Anchoring this collection of some of her best short stories, “Bloodchild” describes a colony of humans on a distant planet who have a symbiotic relationship with the insect-like local lifeforms, an intelligent alien race that use the humans as hosts for their eggs.
Other stories in the book include the Hugo Award-winning “Speech Sounds” and “The Evening and the Morning and the Night,” which was a Nebula finalist in 1987.
The Falling Woman
Elizabeth Butler is an archaeologist with a secret – she can see, and speak to, the shades of those who lived before.
While she’s hunting ghosts in the Yucatan, however, her estranged daughter is on her way to Mexico, hoping for a reunion.
The Falling Woman won the Nebula Award for Best Novel in 1987, making Murphy only the fourth woman to achieve that honor at the time. (Ursula K. Le Guin had already won twice.)
Last Summer at Mars Hill
In 1995, Elizabeth Hand won her first Nebula Award for this collection’s title novella, which “traces a world-changing summer at a New England artists’ colony.” She would later win another in 2006 for her short story “Echo.”

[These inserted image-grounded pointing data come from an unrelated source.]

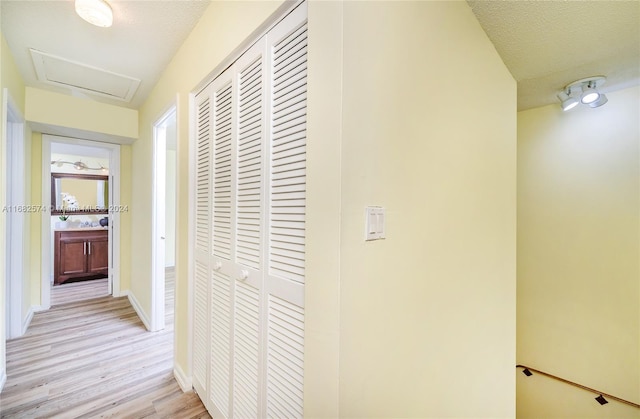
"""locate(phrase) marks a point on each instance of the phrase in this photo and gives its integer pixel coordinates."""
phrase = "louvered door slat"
(222, 195)
(250, 220)
(286, 218)
(246, 351)
(202, 244)
(286, 359)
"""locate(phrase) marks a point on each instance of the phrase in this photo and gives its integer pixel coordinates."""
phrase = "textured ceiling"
(144, 37)
(548, 44)
(544, 44)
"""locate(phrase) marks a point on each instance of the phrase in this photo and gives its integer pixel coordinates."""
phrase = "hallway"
(94, 358)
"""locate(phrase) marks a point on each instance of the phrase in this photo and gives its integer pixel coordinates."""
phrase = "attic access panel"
(59, 71)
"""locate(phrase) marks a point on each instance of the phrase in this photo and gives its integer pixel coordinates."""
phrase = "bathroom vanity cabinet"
(80, 254)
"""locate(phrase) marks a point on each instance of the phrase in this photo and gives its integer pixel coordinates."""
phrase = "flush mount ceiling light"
(583, 91)
(96, 12)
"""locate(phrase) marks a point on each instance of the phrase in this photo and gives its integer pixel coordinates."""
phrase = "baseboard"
(3, 379)
(27, 320)
(183, 380)
(136, 306)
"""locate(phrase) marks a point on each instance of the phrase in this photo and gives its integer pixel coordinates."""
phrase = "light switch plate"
(374, 223)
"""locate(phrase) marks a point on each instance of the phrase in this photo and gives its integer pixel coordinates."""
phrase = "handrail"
(600, 393)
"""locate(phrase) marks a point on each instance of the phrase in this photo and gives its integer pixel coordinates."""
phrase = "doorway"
(164, 210)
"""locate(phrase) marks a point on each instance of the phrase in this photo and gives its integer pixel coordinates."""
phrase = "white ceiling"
(545, 44)
(548, 44)
(144, 37)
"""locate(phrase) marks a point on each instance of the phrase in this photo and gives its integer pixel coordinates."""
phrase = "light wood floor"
(93, 358)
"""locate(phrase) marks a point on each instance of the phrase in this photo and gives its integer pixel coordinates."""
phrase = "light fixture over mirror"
(96, 12)
(583, 91)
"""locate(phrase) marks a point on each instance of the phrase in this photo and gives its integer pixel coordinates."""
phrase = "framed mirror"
(79, 194)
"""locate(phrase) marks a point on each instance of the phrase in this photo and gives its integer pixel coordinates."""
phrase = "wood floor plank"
(90, 356)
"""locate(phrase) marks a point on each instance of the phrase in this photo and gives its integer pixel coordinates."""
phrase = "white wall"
(170, 210)
(578, 256)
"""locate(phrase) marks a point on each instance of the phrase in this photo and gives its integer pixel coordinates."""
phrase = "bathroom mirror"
(79, 194)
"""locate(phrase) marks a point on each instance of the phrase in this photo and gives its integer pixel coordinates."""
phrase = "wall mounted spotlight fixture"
(583, 91)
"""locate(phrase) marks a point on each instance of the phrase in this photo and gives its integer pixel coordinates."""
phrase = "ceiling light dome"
(589, 93)
(602, 99)
(583, 91)
(567, 102)
(96, 12)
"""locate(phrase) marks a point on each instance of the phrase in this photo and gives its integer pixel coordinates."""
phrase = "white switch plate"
(374, 223)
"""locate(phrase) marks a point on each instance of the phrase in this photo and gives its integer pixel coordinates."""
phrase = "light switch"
(374, 223)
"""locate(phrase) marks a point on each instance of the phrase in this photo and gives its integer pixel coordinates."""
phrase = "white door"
(250, 229)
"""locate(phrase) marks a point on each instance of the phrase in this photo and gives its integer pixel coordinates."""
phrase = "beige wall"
(402, 328)
(220, 30)
(83, 116)
(427, 316)
(36, 221)
(578, 256)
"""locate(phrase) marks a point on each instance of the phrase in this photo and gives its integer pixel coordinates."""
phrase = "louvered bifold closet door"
(202, 245)
(223, 132)
(249, 237)
(287, 46)
(254, 229)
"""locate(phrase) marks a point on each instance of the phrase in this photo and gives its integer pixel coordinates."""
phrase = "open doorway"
(164, 210)
(80, 237)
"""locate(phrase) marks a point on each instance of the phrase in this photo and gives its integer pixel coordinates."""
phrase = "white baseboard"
(27, 320)
(136, 306)
(183, 381)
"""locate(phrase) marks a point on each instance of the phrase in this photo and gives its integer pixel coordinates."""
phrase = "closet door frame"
(187, 380)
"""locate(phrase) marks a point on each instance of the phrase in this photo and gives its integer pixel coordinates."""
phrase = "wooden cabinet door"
(98, 256)
(73, 260)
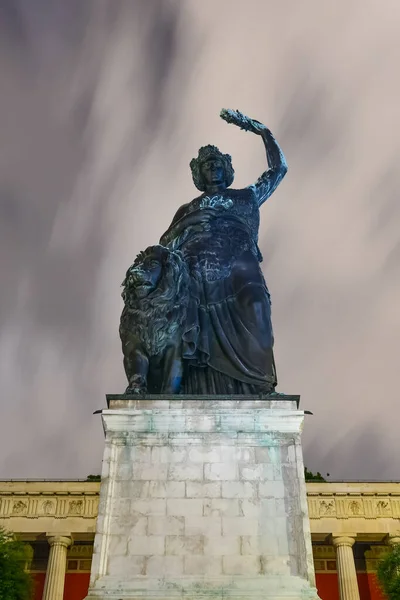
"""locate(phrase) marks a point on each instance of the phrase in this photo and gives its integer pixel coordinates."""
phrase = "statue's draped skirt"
(228, 337)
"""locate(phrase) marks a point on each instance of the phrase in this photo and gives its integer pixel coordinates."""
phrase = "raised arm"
(267, 183)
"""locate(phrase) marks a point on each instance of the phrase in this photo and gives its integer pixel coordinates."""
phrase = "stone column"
(56, 567)
(346, 568)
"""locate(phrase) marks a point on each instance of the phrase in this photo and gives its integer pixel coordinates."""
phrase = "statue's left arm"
(267, 183)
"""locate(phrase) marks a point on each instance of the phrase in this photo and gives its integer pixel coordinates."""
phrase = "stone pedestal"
(202, 498)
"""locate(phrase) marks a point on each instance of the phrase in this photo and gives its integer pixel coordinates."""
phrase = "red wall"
(38, 579)
(327, 586)
(76, 586)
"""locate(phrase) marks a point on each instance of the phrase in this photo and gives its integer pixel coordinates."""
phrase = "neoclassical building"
(352, 524)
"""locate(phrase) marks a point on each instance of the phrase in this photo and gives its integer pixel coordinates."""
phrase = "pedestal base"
(202, 498)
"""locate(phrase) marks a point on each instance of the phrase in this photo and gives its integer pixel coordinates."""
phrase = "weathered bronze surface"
(221, 341)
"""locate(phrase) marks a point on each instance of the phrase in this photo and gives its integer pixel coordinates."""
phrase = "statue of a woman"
(228, 338)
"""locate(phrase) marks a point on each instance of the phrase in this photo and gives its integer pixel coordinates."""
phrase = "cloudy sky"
(103, 103)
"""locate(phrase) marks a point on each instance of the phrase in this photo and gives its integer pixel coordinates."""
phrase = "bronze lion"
(156, 296)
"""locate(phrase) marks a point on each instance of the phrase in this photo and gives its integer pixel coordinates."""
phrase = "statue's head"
(212, 169)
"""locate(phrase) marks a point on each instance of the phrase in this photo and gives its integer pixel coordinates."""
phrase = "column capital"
(63, 539)
(341, 539)
(393, 538)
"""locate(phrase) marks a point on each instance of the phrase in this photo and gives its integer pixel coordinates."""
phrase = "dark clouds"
(103, 104)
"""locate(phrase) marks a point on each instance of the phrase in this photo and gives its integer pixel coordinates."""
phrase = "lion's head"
(156, 296)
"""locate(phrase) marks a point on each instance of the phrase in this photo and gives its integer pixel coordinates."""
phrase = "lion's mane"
(156, 318)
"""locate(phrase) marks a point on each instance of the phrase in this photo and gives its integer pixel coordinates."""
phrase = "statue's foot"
(275, 394)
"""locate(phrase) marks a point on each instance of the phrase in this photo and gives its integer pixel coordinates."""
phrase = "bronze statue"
(225, 336)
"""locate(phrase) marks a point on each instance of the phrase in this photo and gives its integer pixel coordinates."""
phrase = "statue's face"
(144, 276)
(213, 173)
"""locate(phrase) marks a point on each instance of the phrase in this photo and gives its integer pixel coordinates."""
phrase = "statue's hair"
(156, 318)
(205, 153)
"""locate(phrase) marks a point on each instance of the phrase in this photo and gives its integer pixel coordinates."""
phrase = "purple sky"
(103, 104)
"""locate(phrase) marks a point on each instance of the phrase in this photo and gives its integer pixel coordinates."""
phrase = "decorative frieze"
(351, 505)
(44, 506)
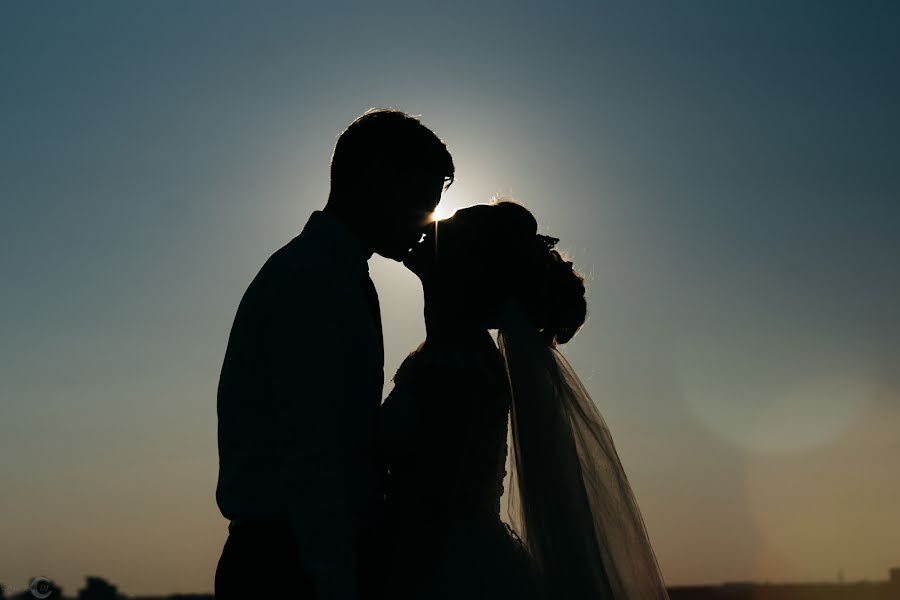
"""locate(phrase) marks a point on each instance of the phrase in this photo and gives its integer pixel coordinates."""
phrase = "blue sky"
(726, 175)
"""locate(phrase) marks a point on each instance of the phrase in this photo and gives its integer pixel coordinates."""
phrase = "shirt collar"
(338, 241)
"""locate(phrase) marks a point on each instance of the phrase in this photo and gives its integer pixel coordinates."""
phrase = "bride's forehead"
(472, 214)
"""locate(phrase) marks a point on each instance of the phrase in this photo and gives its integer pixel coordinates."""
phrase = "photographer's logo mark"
(40, 588)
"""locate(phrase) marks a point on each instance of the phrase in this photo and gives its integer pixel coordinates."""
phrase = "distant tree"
(97, 588)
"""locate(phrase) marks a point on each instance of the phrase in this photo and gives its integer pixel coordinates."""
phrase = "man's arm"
(312, 367)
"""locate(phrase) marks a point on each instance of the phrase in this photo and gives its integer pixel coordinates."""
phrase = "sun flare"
(443, 211)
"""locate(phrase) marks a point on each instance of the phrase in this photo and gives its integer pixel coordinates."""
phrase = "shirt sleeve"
(311, 333)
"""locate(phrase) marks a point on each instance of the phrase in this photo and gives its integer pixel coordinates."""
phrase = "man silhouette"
(301, 383)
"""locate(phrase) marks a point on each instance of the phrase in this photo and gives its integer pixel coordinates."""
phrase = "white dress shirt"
(298, 399)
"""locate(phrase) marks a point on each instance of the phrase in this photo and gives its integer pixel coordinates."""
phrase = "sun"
(443, 211)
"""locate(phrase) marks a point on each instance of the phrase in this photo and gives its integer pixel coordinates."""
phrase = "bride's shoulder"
(453, 362)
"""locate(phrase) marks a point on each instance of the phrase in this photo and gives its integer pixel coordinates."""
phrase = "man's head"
(387, 174)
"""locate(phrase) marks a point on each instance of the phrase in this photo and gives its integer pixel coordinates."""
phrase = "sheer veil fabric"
(569, 499)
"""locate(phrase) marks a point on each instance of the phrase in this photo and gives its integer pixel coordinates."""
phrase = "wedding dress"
(574, 530)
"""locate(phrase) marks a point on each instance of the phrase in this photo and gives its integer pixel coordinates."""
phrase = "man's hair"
(382, 143)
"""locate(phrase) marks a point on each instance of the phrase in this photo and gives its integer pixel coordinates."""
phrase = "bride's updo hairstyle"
(545, 285)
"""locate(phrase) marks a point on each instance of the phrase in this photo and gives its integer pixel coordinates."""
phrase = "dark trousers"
(260, 561)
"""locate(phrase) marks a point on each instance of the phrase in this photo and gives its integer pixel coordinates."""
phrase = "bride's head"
(473, 263)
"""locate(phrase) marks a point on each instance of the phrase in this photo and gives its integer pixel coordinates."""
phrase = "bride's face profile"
(453, 260)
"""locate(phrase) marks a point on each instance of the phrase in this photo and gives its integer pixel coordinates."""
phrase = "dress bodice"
(443, 431)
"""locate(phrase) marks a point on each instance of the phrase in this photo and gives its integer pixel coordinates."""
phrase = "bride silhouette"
(575, 531)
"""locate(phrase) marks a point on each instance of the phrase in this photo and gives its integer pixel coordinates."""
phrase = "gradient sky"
(727, 174)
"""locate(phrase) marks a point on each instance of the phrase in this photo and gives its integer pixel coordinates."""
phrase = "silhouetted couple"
(332, 494)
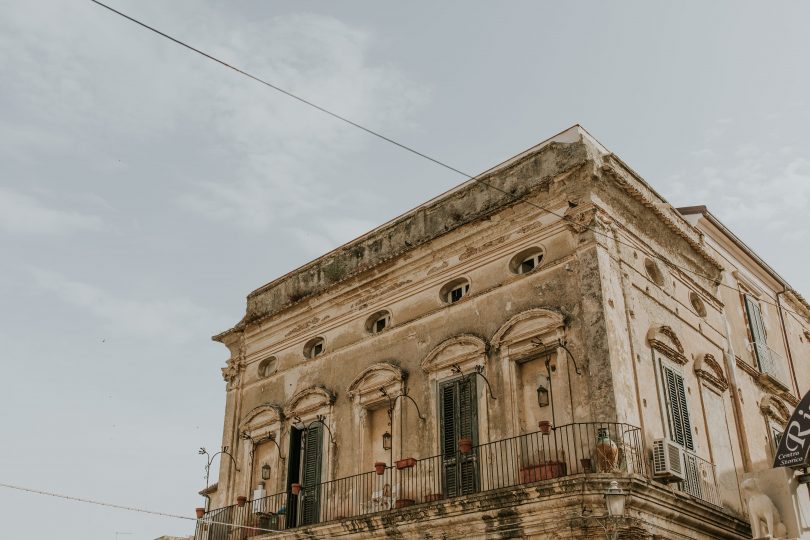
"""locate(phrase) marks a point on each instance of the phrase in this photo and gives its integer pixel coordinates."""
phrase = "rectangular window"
(680, 425)
(458, 416)
(757, 330)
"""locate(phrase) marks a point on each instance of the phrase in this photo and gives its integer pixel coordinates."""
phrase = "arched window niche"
(526, 342)
(371, 419)
(257, 433)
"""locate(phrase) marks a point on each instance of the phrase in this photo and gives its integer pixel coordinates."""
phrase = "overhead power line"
(411, 149)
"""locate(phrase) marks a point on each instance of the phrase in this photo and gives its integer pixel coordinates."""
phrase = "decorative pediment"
(664, 340)
(773, 408)
(708, 369)
(308, 400)
(528, 329)
(366, 386)
(261, 417)
(456, 350)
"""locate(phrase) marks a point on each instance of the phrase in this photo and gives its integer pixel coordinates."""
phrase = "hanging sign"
(795, 443)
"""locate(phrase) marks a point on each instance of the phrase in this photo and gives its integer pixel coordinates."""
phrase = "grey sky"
(144, 191)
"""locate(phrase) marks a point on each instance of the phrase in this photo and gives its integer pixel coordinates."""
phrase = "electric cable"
(411, 149)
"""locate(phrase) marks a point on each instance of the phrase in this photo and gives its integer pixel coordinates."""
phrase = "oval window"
(314, 347)
(654, 272)
(455, 290)
(268, 366)
(697, 304)
(378, 322)
(526, 260)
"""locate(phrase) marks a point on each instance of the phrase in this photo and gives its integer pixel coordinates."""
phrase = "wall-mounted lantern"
(615, 498)
(386, 441)
(542, 396)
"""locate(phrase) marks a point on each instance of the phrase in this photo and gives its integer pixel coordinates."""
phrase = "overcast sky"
(144, 190)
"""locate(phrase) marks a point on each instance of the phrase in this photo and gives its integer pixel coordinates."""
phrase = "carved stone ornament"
(308, 400)
(773, 409)
(708, 369)
(456, 350)
(366, 386)
(664, 340)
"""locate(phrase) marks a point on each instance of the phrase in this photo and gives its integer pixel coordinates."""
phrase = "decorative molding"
(528, 324)
(708, 369)
(308, 400)
(664, 340)
(262, 416)
(773, 408)
(456, 350)
(374, 377)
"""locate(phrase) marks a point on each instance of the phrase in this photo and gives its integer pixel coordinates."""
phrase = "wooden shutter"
(311, 474)
(458, 416)
(680, 424)
(757, 329)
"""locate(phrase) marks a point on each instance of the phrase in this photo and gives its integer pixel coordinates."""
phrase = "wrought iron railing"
(770, 362)
(700, 479)
(565, 450)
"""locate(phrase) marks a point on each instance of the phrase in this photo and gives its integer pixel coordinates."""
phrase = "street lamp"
(615, 498)
(542, 396)
(386, 441)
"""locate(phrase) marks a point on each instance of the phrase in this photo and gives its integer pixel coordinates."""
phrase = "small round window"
(654, 272)
(526, 260)
(697, 304)
(455, 290)
(378, 322)
(268, 366)
(314, 347)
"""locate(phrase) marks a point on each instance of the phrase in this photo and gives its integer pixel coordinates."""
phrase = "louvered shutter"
(680, 424)
(449, 435)
(311, 475)
(757, 330)
(468, 424)
(459, 418)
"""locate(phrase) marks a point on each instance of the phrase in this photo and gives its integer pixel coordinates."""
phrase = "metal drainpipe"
(629, 332)
(731, 368)
(787, 343)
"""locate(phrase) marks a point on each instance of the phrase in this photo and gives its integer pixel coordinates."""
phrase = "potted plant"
(405, 463)
(402, 503)
(607, 451)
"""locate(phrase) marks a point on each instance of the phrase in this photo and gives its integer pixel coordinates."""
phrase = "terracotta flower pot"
(405, 463)
(607, 452)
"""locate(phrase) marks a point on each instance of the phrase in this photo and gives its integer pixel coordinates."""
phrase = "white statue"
(761, 508)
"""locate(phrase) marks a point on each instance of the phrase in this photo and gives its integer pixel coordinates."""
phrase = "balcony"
(580, 448)
(770, 362)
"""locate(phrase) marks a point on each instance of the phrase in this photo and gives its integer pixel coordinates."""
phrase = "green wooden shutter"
(757, 329)
(311, 475)
(680, 423)
(458, 415)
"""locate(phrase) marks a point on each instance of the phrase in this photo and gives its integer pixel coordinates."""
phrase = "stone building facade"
(487, 363)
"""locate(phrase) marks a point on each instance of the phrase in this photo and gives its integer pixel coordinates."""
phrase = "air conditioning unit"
(667, 461)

Along with Last Summer at Mars Hill, this volume contains a number of Hand’s most celebrated short stories, including “The Bacchae,” about a savagely matriarchal future, and the chilling fairy tale “The Erl-King.”
The Speed of Dark
The mother of an autistic child, Elizabeth Moon’s portrait of life on the autism spectrum, and what it would mean to be “cured,” asks questions that get to the heart of humanity.
Magic for Beginners
Winner of several Nebula and Hugo Awards, author Kelly Link brought together many of her most celebrated short stories in Magic for Beginners, which won the Locus Award for Best Short Story Collection in 2006 and is named for the Nebula Award-winning title novella.
Magic for Beginners also features Link’s Hugo and Nebula Award-winning novelette, “The Faery Handbag.”
In this Hugo and Nebula Award-winning novella, Binti is the first Himba to be accepted into the prestigious Oomza Uni.
But to get there, Binti will have to brave a dangerous interplanetary journey, where she will encounter the Meduse, a jellyfish-like alien race that are at war with the planet that is her destination.
Trapped aboard a transport ship, the lone survivor of a Meduse attack, Binti must find a way to not only survive but thrive in this strange environment, using her wits and the heritage she has brought with her.
Naomi Novik’s Uprooted is a standalone high fantasy novel rooted (no pun intended) in the Polish folklore with which the author grew up.
The story follows Agnieszka, an awkward young woman who is nonetheless chosen by the resident wizard to work in his tower and become an unlikely apprentice.
The Stone Sky
Despite numerous nominations, including for the prior two installments in her Broken Earth series (both of which also won Hugo Awards!) The Stone Sky marked celebrated novelist N. K. Jemisin’s first time actually taking home a Nebula Award in 2018.
Set on a grim supercontinent wracked by geological and climatological cataclysms, The Stone Sky, like the previous books in Jemisin’s series, follows the struggles of humanity to survive, and the persecution of the minority who can exert control over geological energy, in spite of the fact that they are pretty much the only way that humanity persists at all.
Jemisin's latest release, The City We Became, is already receiving critical acclaim, and our friends at Den of Geek called it one of the top new fantasy books of May 2020.
The Calculating Stars
The first book in the “Lady Astronaut” series, Mary Robinette Kowal’s Nebula and Hugo Award-winning novel is an alternate history that sees much of the Eastern Seaboard of the United States wiped out by a rogue meteorite in the 1950s.
The resulting global climate change accelerates the space race, and the novel follows Elma York, a mathematician and pilot who joins the International Aerospace Coalition. The Calculating Stars is a prequel to Kowal’s Hugo Award-winning short story, “The Lady Astronaut of Mars.”